I’ve read two previous Octavia Butler books, and I didn’t like either of them, so I wasn’t too excited about starting the next #CannonBookClub book. But oh, happy day! Now I get it. I thought Kindred was gripping and intense and thoughtful and layered and wicked good.
For the first layer, it’s a time travel story. Dana is randomly pulled back in time to save a young boy who turns out to be her ancestor. She never knows when she’ll be called, or how she’ll get home. If that was all it was, it would still be a fascinating story.
But it’s so much more. Dana is a black woman, and her ancestor is the son of a brutal slaveowner. When she goes back in time, she goes to Rufus’s plantation. People are startled at her speech and her crazy habit of wearing pants, and assume she’s a runaway slave. So THERE’s a layer of complication.
And then, though not much time passes for Dana, years pass for Rufus and his family. So she watches this innocent little boy grow into a racist dickwad, following in his father’s footsteps. Should she save him? Is he worth it? If she doesn’t, does she cease to exist? More layers!
I feel like I’ve already said too much, so I’ll quit spoiling. I haven’t read anybody else’s reviews, because I didn’t want to be spoiled myself. Now I’m going to go read all of them! This is a complex, thought-provoking, harrowing book, and I’m so glad I gave Butler another chance.
Which other Butler books did you read? Some of her novels are so different from each other (very obvious genre pieces, for example), it’s always a surprise that they are all from the same author.
I read a vampire book of hers called the Fledgling, which had some seriously disturbing pedophilia stuff happening. (There’s a pretty big age gap in Kindred too, that gets even bigger as the book goes on. Huh.) And one called Imago that I don’t really remember, but I reread my CBR review of it and apparently all the characters were unlikeable. I think Kindred is the first one where I was actually rooting for the main character. Dana felt real and sympathetic to me.
If you have recommendations for non-creepy, likeable-protagonist Butler books, let me know!
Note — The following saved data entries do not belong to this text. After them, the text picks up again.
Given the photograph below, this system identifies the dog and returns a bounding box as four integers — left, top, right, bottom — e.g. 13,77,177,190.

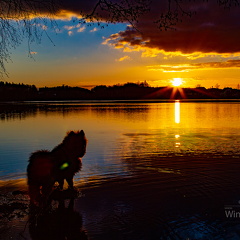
27,130,87,205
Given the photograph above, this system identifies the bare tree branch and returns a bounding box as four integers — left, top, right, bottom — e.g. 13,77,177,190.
0,0,59,77
80,0,151,31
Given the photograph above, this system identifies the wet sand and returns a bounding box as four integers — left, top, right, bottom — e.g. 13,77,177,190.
1,155,240,240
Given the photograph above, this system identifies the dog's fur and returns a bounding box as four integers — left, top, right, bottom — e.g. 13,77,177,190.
27,130,87,205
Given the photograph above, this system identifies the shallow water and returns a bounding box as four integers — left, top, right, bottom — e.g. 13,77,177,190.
1,100,240,239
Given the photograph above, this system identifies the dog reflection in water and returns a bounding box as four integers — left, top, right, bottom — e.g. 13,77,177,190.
29,191,88,240
27,130,87,206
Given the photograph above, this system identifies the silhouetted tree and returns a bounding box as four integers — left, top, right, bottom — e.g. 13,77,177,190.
139,80,150,88
0,81,38,100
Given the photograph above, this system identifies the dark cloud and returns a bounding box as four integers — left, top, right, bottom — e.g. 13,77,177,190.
58,0,99,16
4,0,126,19
5,0,240,54
103,0,240,54
28,0,149,23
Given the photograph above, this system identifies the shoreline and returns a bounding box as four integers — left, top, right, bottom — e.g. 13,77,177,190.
2,98,240,105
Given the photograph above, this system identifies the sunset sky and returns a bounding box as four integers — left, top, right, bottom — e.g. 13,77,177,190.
5,0,240,89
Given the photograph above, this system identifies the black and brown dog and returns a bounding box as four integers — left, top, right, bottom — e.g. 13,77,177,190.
27,130,87,205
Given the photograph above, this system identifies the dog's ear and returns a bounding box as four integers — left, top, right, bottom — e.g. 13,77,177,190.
68,131,75,136
79,130,85,136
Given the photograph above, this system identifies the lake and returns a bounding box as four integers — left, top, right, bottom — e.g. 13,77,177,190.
1,100,240,239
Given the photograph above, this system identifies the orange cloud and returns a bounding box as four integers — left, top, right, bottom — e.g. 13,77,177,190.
77,26,86,32
147,60,240,72
116,56,131,62
68,30,73,36
90,27,98,32
193,60,240,69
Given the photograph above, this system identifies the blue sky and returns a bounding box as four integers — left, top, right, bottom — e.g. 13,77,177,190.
7,20,133,88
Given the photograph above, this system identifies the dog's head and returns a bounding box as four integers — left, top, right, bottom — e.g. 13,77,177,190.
63,130,87,158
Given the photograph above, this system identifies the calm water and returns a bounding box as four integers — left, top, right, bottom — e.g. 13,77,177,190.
1,100,240,179
1,100,240,239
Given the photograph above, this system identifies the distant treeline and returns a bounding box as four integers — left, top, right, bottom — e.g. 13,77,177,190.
1,81,240,101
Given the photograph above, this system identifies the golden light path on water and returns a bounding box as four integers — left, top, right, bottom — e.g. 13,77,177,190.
175,100,181,148
175,100,180,124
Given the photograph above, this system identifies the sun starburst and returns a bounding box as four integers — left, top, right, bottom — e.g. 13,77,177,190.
172,78,183,87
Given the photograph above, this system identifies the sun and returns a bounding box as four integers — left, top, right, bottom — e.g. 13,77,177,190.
172,78,183,87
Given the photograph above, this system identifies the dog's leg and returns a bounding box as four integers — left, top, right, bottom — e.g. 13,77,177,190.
66,177,74,189
28,184,41,205
68,197,75,210
57,179,64,190
41,183,53,206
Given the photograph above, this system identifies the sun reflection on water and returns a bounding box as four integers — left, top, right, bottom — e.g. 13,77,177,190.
175,100,180,124
175,101,181,148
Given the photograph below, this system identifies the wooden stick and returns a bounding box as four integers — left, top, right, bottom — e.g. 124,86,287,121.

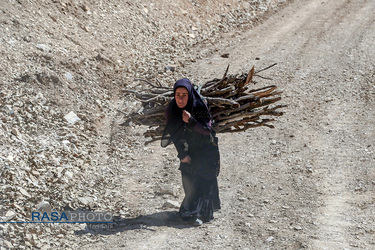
121,64,285,144
205,97,240,108
244,66,255,86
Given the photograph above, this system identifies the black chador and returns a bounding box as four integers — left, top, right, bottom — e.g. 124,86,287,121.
162,78,221,224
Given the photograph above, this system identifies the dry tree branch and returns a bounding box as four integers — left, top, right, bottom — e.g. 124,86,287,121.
121,64,286,144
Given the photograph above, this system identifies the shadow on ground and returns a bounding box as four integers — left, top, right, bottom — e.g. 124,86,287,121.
74,210,196,235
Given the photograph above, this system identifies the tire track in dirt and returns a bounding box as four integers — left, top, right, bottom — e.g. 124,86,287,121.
187,0,375,248
306,1,375,248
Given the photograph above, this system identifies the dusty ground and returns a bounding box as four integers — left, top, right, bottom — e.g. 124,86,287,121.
1,0,375,249
90,0,375,249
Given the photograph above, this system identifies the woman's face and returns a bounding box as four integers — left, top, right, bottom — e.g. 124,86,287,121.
175,87,189,109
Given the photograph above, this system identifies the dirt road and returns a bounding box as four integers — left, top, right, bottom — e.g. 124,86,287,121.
89,0,375,249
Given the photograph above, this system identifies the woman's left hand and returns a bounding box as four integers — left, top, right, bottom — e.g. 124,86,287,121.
182,110,191,123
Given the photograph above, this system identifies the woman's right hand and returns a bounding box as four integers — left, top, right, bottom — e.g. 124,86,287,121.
181,155,191,164
182,110,191,123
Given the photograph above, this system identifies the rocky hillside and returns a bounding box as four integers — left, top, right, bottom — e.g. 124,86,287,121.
0,0,291,248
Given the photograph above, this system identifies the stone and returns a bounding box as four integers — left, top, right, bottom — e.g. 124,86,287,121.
162,200,180,209
4,210,16,221
64,111,80,124
36,201,52,212
7,154,14,162
158,185,179,196
19,187,31,198
64,171,73,179
164,65,175,72
35,44,49,51
78,197,93,206
3,240,13,248
11,128,20,137
64,72,73,81
266,236,275,243
3,105,14,115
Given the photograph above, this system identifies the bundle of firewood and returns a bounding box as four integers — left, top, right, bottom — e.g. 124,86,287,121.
121,64,286,144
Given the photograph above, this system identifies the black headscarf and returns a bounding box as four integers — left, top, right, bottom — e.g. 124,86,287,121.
161,78,211,147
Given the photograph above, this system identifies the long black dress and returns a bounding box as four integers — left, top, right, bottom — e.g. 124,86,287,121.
161,78,221,223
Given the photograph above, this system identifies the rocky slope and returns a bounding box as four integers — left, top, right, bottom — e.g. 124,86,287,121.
0,0,292,248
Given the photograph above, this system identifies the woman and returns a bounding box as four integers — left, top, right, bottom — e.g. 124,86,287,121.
161,78,221,226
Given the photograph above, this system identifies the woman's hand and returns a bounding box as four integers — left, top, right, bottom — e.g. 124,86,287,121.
181,155,191,164
182,110,191,123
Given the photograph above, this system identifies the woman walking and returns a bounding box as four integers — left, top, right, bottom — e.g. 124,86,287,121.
161,78,221,226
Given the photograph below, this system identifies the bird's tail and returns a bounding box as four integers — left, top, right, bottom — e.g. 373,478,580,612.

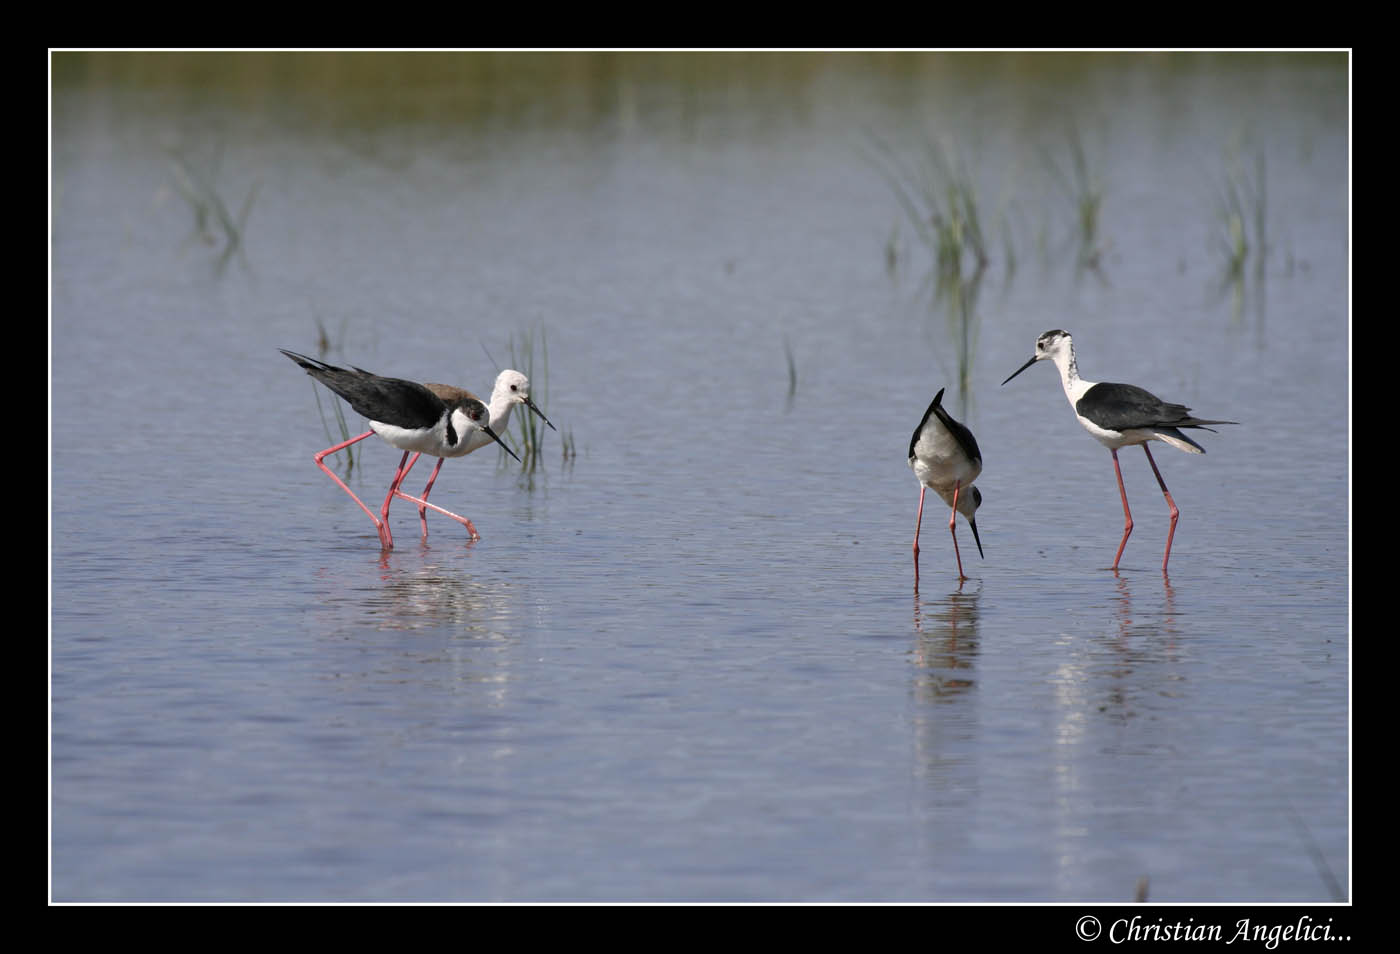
1178,416,1239,431
1154,428,1207,454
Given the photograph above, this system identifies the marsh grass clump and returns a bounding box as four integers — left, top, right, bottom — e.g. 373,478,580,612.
1212,149,1268,310
866,133,994,413
1041,125,1106,276
167,143,259,275
867,133,990,294
491,328,570,476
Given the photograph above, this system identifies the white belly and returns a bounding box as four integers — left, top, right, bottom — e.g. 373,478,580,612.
910,435,981,506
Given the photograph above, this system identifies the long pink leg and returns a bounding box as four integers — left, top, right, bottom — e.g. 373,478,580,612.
378,450,418,529
367,452,477,541
415,457,447,539
312,430,394,549
913,486,926,585
392,485,480,540
1111,448,1133,571
947,481,967,581
379,452,423,528
1142,445,1180,575
376,453,445,540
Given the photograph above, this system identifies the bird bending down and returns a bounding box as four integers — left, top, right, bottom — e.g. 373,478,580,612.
281,350,525,549
909,387,984,584
1001,329,1237,574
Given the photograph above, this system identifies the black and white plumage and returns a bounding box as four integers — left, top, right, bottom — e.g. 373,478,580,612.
281,350,519,549
908,387,983,584
281,350,518,459
1001,329,1237,573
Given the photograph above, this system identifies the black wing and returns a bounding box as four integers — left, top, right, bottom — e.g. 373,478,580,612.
281,350,446,429
1077,381,1235,432
910,387,982,464
930,390,982,465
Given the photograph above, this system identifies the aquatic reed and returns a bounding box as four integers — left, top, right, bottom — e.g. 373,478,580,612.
167,144,259,274
783,335,798,409
1041,125,1104,275
1213,149,1268,291
865,132,991,413
491,328,570,473
866,133,989,291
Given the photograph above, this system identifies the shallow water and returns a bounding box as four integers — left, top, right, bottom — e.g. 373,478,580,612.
51,51,1349,902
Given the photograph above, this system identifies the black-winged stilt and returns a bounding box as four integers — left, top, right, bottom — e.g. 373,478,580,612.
1001,329,1236,574
909,387,983,584
281,350,524,549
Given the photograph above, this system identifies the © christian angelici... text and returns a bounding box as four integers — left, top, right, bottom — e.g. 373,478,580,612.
1108,915,1343,948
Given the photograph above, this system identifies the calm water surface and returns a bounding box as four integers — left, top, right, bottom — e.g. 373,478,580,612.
51,52,1349,903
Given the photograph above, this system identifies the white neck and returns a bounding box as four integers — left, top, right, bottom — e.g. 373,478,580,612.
487,376,518,431
1051,341,1093,405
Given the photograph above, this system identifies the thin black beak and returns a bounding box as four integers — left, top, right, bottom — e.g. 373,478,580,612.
524,396,556,431
969,519,984,559
484,424,521,462
1002,355,1038,386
I think Parable of the Sowers and Parable of the Talents are pretty approachable. I may be grading on a curve, though – the Xenogensis series was super weird to me with some interesting points. Apparently Imago was part of that series (I read that series and her Patternist series as a compendium so I have a hard time distinguishing the individual books in each series, and think the Patternist one was in chronological order rather than publishing order which was also an issue).